The Company announced that:

  • On June 21, 2010, the Company closed a private placement in which it sold 34,702,512 shares of common stock and warrants to purchase an aggregate of 7,527,214 shares of common stock to accredited investors under the terms of a securities purchase agreement that was entered into with accredited investors (which included three existing significant investors) on June 18, 2010. At the closing of this private placement, the Company received approximately $4.1 million in aggregate gross proceeds from the sale of the common stock and the warrants.
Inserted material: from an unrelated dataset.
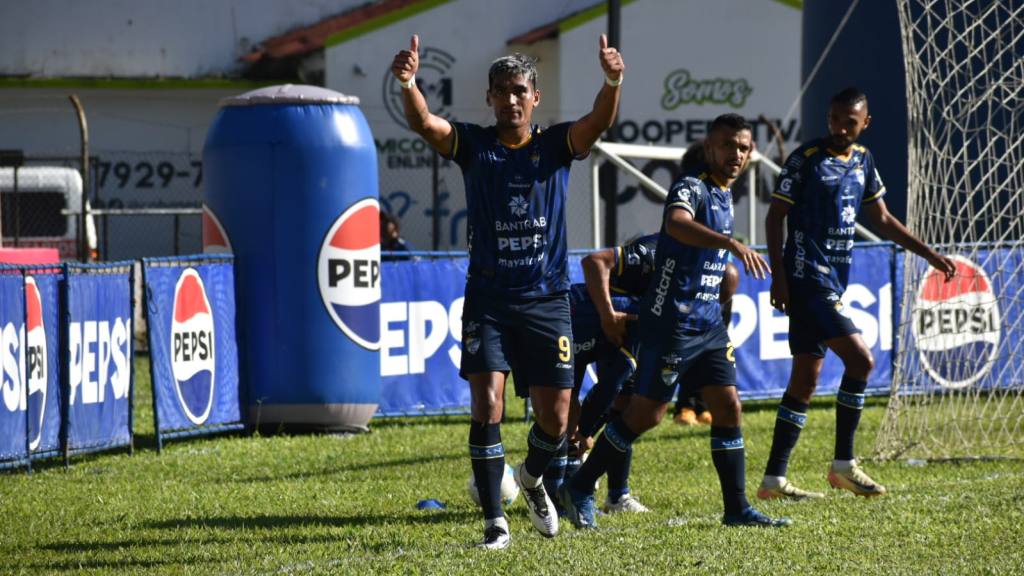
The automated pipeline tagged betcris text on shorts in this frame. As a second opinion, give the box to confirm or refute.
[316,198,381,351]
[170,268,216,424]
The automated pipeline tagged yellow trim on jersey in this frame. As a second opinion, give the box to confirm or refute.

After deducting for fees and expenses, the aggregate net proceeds from the sale of the common stock and the warrants were approximately $3.7 million. The warrants have an exercise price of $0.1184 per share and are exercisable after the Company has called and held a special meeting of its shareholders to vote on a proposal to approve an amendment to the Company's Amended and Restated Articles of Incorporation to increase the number of authorized shares of common stock and has received the requisite shareholder approval for the shareholder proposal. The warrants also include a mandatory exercise provision whereby the Company has the right to require the holders to exercise the warrants after it has received the requisite shareholder approval for the shareholder proposal. Assuming the warrants are fully exercised at an exercise price of $0.1184 per share, the Company would receive approximately $0.9 million in additional aggregate net proceeds from the exercise of the warrants.
  • On July 30, 2010, the Company entered into a Stock Purchase Agreement with Novo Nordisk A/S providing for the issuance by the Company of 26 million shares of the Company's common stock to Novo Nordisk A/S in a private placement as consideration for the termination of a promissory note in favor of Novo Nordisk under which approximately $9.1 million is currently outstanding, representing an effective price per share of $0.3505. The closing of the transactions contemplated by the Stock Purchase Agreement with Novo Nordisk is subject to the Company's receipt of shareholder approval to increase the number of authorized shares of the Company's common stock and other customary closing conditions. Aradigm will be required, among other things, to file a resale registration statement within 30 days following execution of the agreement that covers the resale by Novo Nordisk of the shares. Aradigm may satisfy its registration obligations by including the shares in the same registration statement covering the shares related to the June 2010 private placement. The promissory note represented a loan that was previously made by Novo Nordisk to the Company in 2006 in the principal amount of $7.5 million, with interest accruing at 5% per annum. The principal, along with the accrued interest, was payable in three equal payments of approximately $3.5 million in 2012, 2013 and 2014.

"In the last two months, we entered into two financial transactions that were very important to the Company. The equity for debt transaction with Novo Nordisk will allow us to significantly strengthen our balance sheet by eliminating all outstanding debt once we receive shareholder approval for the additional shares needed for this transaction, while the proceeds from the June 2010 private placement are being used to enable us to take further steps in the development of our lead product candidate, inhaled liposomal ciprofloxacin. We continue our focus on aggressive cost containment even as we conduct our two ongoing clinical trials, ORBIT-1 and ORBIT-2," said Nancy E. Pecota, the Company's Vice President, Finance and Chief Financial Officer.